Opera magazine described Russell Hulme as "our leading authority on Sullivan's manuscripts". He has acted as consultant on Sullivan scores with such opera companies as Welsh National Opera (Charles Mackerras's The Yeomen of the Guard), English National Opera (the Ken Russell/Jane Glover Princess Ida), New Sadler's Wells Opera and D'Oyly Carte Opera Company. He edited Sullivan's music and advised for Mike Leigh's 1999 film Topsy-Turvy. In 2000 Oxford University Press published his critical edition of the full and piano-vocal scores of Ruddigore (revised and reissued in 2017), and the same year, his edition of the rediscovered Sullivan D minor string quartet was published. Russell Hulme has written articles on Gilbert and Sullivan and other areas of British music, and he has lectured at the International Gilbert and Sullivan Festival, where he also conducted a 2009 professional revival of Princess Ida and a production of The Arcadians. He has reconstructed songs cut from Gilbert and Sullivan operas where the music had been partially lost, including the Duke's first act aria from Patience. He was also Consultant Editor to the 2016 Oxford University Press edition of The Yeomen of the Guard, edited by Colin Jagger.
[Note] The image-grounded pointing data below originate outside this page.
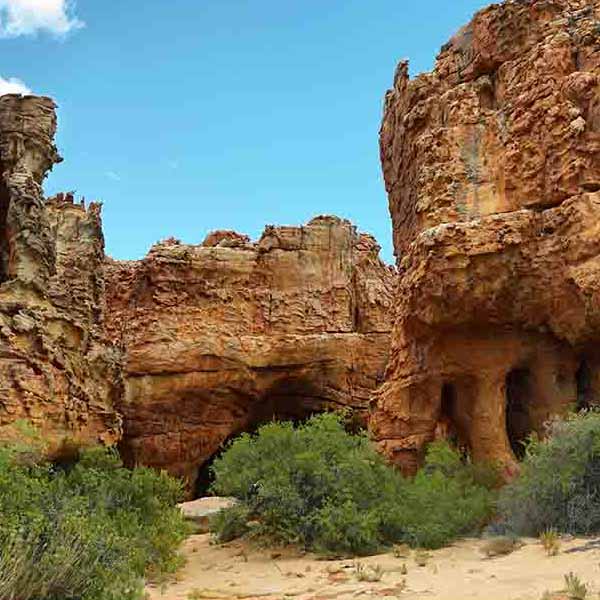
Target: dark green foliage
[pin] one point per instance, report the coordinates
(93, 531)
(559, 485)
(318, 486)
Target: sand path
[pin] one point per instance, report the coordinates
(460, 572)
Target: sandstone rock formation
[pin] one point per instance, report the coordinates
(226, 335)
(492, 166)
(55, 369)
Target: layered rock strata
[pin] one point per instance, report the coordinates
(492, 167)
(224, 336)
(56, 370)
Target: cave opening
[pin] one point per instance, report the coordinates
(448, 427)
(4, 236)
(518, 419)
(294, 400)
(583, 379)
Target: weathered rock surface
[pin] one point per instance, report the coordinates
(224, 336)
(55, 369)
(492, 166)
He is also a leading authority on the music of Edward German. He was Senior Music Advisor and a conductor at the Sir Edward German Music Festivals at Whitchurch, Shropshire in 2006, 2009 and 2014 and created The Edward German Archive, a collection of the composer's manuscripts and papers now held by the British Library. Russell Hulme conducted (and also edited the score and wrote liner notes for) the first complete recording of Tom Jones, by Edward German, released by Naxos in 2009. AllMusic rates the recording four stars out of five. It reached No. 3 in the UK classical charts. He also prepared performing editions of German's scores for recordings by the BBC Concert Orchestra, with John Wilson conducting, including a reconstructed orchestration for the "Marche Solonnelle", which had never been recorded.